Middle Managers Are the Real AI Adoption Bottleneck


Here’s a take that might ruffle some feathers: the biggest barrier to AI adoption in Australian organisations isn’t the C-suite and it isn’t frontline workers. It’s the people in between — middle managers — and almost nobody is giving them the support they actually need.

I’ve spent the better part of 15 years working in learning and development, and the pattern is unmistakable. Executive leadership buys the vision. Frontline staff are often curious and willing. But middle managers? They’re caught in a vice, squeezed between top-down mandates to “be more innovative” and bottom-up anxiety about what AI means for jobs. And instead of helping them navigate that, most organisations just pile on more pressure.

The Squeeze Is Real

Think about what we’re asking middle managers to do right now. Implement new AI tools they may not fully understand. Reassure their teams that nobody’s getting replaced. Hit the same KPIs they’ve always had. And do it all while the ground shifts underneath them.

A 2025 workforce survey from AHRI found that while 68% of Australian senior executives said they were confident about AI integration timelines, only 31% of middle managers felt the same way. That gap is enormous, and it tells you everything about where the real friction lives.

Middle managers aren’t resistant because they’re stubborn. They’re resistant because they’re rational. They can see the implementation challenges that the boardroom can’t. They know which team members will struggle, which workflows will break, and which “quick wins” are anything but. And most of the time, nobody’s asking them about any of it.

Why Organisations Keep Getting This Wrong

There’s a standard playbook for AI adoption that goes something like this: CEO announces AI strategy, IT department selects vendors, training team runs a couple of half-day workshops, and then everyone wonders why adoption stalls at 20%.

The workshops are almost always targeted at either executives (“here’s the strategic vision”) or end users (“here’s which buttons to click”). Middle managers get a bit of both and a lot of neither. They’re expected to be change agents without being given the tools, time, or authority to actually manage change.

I worked with a government department in Canberra last year where this played out almost comically. They rolled out an AI-powered document review system. The executive team loved it. The admin staff were trained on it. But the team leaders — the people who actually had to reorganise workflows, manage the transition period, and deal with the inevitable teething problems — got a 90-minute briefing and a FAQ document.

Three months later, half the teams had quietly gone back to the old system. Not because the technology was bad, but because nobody had supported the people responsible for making it stick.

What Middle Managers Actually Need

Based on what I’ve seen work — and what I’ve seen fail — here’s what organisations should be doing differently.

Give them a genuine voice in the planning process. Middle managers know things the C-suite doesn’t. They know which processes are actually ripe for automation and which ones look simple but are riddled with exceptions and edge cases. Bring them in during the scoping phase, not after decisions have been made.

Invest in their AI literacy — properly. Not a two-hour overview. Not a webinar. I’m talking about sustained, practical learning that helps them understand what AI can and can’t do in their specific context. They don’t need to become data scientists, but they do need enough knowledge to ask good questions and make informed decisions about where AI fits in their team’s work.

Reduce the competing demands during transitions. This is the one that never happens but always should. If you’re asking a manager to lead an AI rollout on top of their normal workload, something has to give. Either adjust their targets, bring in temporary support, or extend the timeline. Pretending it can all be done with the same resources is a recipe for burnout and failure.

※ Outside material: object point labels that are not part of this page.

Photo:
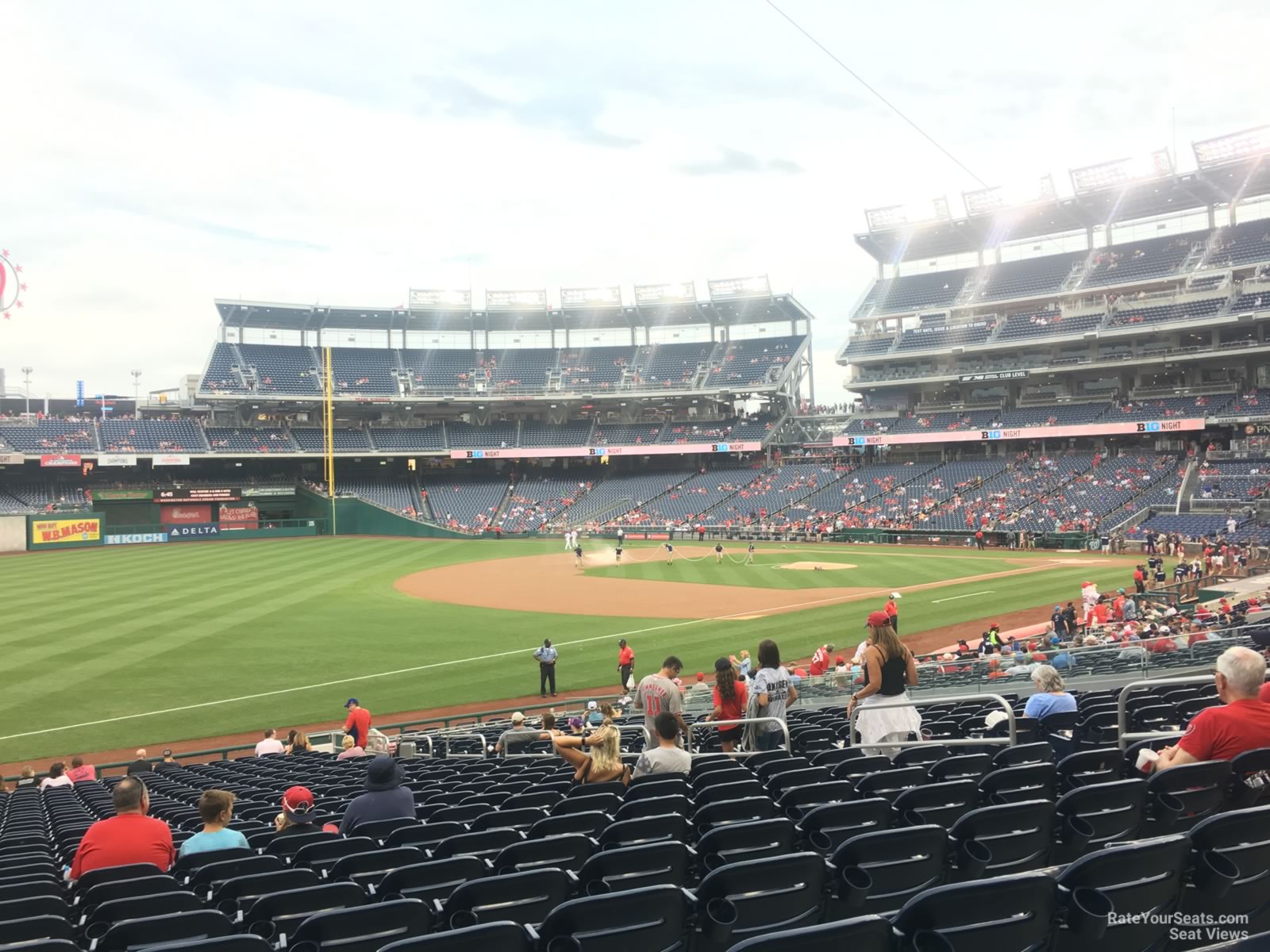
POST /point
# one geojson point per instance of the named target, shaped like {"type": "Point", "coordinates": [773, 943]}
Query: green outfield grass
{"type": "Point", "coordinates": [94, 635]}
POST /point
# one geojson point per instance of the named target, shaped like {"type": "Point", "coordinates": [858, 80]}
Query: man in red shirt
{"type": "Point", "coordinates": [130, 837]}
{"type": "Point", "coordinates": [359, 723]}
{"type": "Point", "coordinates": [1241, 723]}
{"type": "Point", "coordinates": [625, 664]}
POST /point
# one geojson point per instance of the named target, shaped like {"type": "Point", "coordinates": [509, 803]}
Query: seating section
{"type": "Point", "coordinates": [556, 435]}
{"type": "Point", "coordinates": [152, 437]}
{"type": "Point", "coordinates": [1161, 314]}
{"type": "Point", "coordinates": [1142, 260]}
{"type": "Point", "coordinates": [224, 374]}
{"type": "Point", "coordinates": [51, 437]}
{"type": "Point", "coordinates": [248, 440]}
{"type": "Point", "coordinates": [357, 370]}
{"type": "Point", "coordinates": [461, 501]}
{"type": "Point", "coordinates": [940, 336]}
{"type": "Point", "coordinates": [283, 370]}
{"type": "Point", "coordinates": [597, 368]}
{"type": "Point", "coordinates": [753, 362]}
{"type": "Point", "coordinates": [1048, 324]}
{"type": "Point", "coordinates": [1248, 243]}
{"type": "Point", "coordinates": [313, 440]}
{"type": "Point", "coordinates": [406, 438]}
{"type": "Point", "coordinates": [1034, 276]}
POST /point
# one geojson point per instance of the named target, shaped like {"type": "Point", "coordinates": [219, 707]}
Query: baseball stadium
{"type": "Point", "coordinates": [558, 620]}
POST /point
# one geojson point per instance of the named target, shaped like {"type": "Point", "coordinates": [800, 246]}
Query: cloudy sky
{"type": "Point", "coordinates": [159, 155]}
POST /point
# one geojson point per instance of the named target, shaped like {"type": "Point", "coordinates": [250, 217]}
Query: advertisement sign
{"type": "Point", "coordinates": [59, 460]}
{"type": "Point", "coordinates": [241, 517]}
{"type": "Point", "coordinates": [198, 494]}
{"type": "Point", "coordinates": [120, 495]}
{"type": "Point", "coordinates": [184, 514]}
{"type": "Point", "coordinates": [254, 492]}
{"type": "Point", "coordinates": [181, 533]}
{"type": "Point", "coordinates": [654, 450]}
{"type": "Point", "coordinates": [137, 539]}
{"type": "Point", "coordinates": [1092, 429]}
{"type": "Point", "coordinates": [52, 531]}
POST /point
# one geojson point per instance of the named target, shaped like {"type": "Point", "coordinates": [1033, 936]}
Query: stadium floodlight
{"type": "Point", "coordinates": [679, 292]}
{"type": "Point", "coordinates": [987, 201]}
{"type": "Point", "coordinates": [516, 300]}
{"type": "Point", "coordinates": [578, 298]}
{"type": "Point", "coordinates": [438, 300]}
{"type": "Point", "coordinates": [1122, 171]}
{"type": "Point", "coordinates": [728, 289]}
{"type": "Point", "coordinates": [1233, 148]}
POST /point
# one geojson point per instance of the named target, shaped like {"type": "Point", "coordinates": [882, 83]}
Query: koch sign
{"type": "Point", "coordinates": [1094, 429]}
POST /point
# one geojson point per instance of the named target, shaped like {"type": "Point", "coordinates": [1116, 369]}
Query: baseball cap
{"type": "Point", "coordinates": [298, 804]}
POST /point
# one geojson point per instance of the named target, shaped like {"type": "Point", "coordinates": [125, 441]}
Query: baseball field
{"type": "Point", "coordinates": [154, 645]}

Create peer networks. Some of the most effective AI adoption I’ve seen happened when middle managers could learn from each other. Not in a formal training setting, but in small groups where they could share what was working, what wasn’t, and how they’d solved problems. It sounds simple because it is. But most organisations don’t create the space for it.

The Bigger Picture

Australian businesses are spending billions on AI. The Australian Computer Society estimates that AI-related investment will exceed $5 billion annually by 2027. But spending money on technology without investing in the people who have to implement it is like buying a Formula 1 car and handing the keys to someone who’s only driven automatics.

Middle managers are the connective tissue of any organisation. They translate strategy into action, manage competing priorities, and hold teams together through change. If we’re serious about AI adoption — and the economic stakes suggest we should be — then we need to stop treating them as an afterthought.

The organisations that get this right will be the ones that move fastest. Not because they bought the best technology, but because they invested in the people who make technology work in practice.

It’s not a glamorous insight. There’s no shiny product to sell, no transformation framework to licence. Just the hard, unglamorous work of supporting the people in the middle. But from where I sit, it’s the single highest-impact thing most Australian organisations could do right now.